The first thing I created was a goal contributions field by combining goals and assists:

[Goals] + [Assists]

That gave me a simple attacking output measure to use in the scatterplot.

I then built a scatterplot with minutes played on the x axis and goal contributions on the y axis. To keep it focused, I filtered it to Premier League only, excluded goalkeepers, and only looked at matches from the start of the current league season. That gave me a decent first view straight away. The players with the biggest output over large minutes stood out quickly, while the labels also made it easier to pick out players doing well with less game time.

Adding goals per 90

After that, I built a top 15 goals per 90 chart.

The first calculation was just:

SUM([Goals]) * 90 / SUM([Minutes Played])

That works fine on paper, but the problem is obvious quite quickly. A player can rank really highly if they have only played a small number of minutes and scored once or twice. That makes the stat less useful if you are trying to compare players with proper sample sizes.

So instead of leaving it like that, I added parameters for minimum minutes played and minimum goals scored, then built that logic into the calculation.

IF
SUM([Minutes Played]) >= [Min Minutes]
AND SUM([Goals]) >= [Min Goals]
THEN SUM([Goals]) * 90 / SUM([Minutes Played])
END

This made the chart much more usable, because the user can decide how strict they want to be with the thresholds. I used the same approach for assists per 90.

That gave the dashboard two ranked views alongside the scatterplot.

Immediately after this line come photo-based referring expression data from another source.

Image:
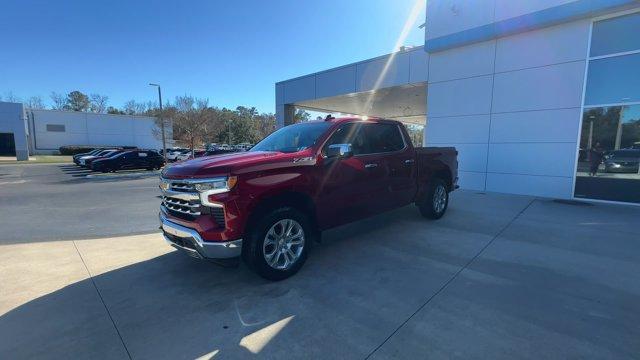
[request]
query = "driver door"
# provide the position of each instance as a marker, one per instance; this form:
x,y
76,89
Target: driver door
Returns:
x,y
349,188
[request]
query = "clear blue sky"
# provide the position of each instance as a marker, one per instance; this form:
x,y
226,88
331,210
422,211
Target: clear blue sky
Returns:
x,y
232,52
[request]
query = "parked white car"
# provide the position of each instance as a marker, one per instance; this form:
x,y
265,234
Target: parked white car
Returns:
x,y
172,154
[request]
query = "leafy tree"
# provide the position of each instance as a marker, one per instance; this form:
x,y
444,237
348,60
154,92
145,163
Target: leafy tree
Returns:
x,y
192,120
301,115
59,101
133,107
9,96
98,103
115,111
35,103
77,101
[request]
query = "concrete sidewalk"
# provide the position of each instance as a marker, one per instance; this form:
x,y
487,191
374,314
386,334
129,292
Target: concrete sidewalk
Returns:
x,y
498,277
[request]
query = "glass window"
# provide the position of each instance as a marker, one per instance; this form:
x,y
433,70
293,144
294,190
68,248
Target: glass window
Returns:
x,y
614,80
293,138
616,35
609,155
383,138
349,134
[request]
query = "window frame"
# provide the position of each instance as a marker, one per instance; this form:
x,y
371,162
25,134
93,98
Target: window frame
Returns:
x,y
364,123
584,107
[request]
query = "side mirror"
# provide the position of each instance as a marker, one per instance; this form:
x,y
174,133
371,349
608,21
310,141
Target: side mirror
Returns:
x,y
339,150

One looks at total output through goal contributions, while the other two show who stands out on a per 90 basis.

Adding a start date parameter

The dataset goes back much further than this season, so I also wanted users to be able to move the start point back and look at output over a longer period of Premier League history.

To do that, I created a start date parameter and used it in a date filter calculation where:

[Date] >= [Start Date]

That means the default dashboard view can focus on the current season, but the user can also move the date back and see a wider sample if they want to.

Adding a position parameter

The final thing I added was a position parameter.

That lets the user switch the view depending on the type of player they want to look at. For example, the attacker view makes sense for goals and assists, but it is also interesting to switch to defenders and see who stands out there.

What I’d improve next

At the moment, the dashboard is doing the main job I wanted it to do, which is giving a clean view of goal contributions, goals per 90, and assists per 90 with a few useful controls.

The next step is to make it easier to read at a glance. I want to add ranks to the bar charts and spend a bit more time on the formatting, as the current version is still more functional than polished.

That will probably be the focus of the next blog.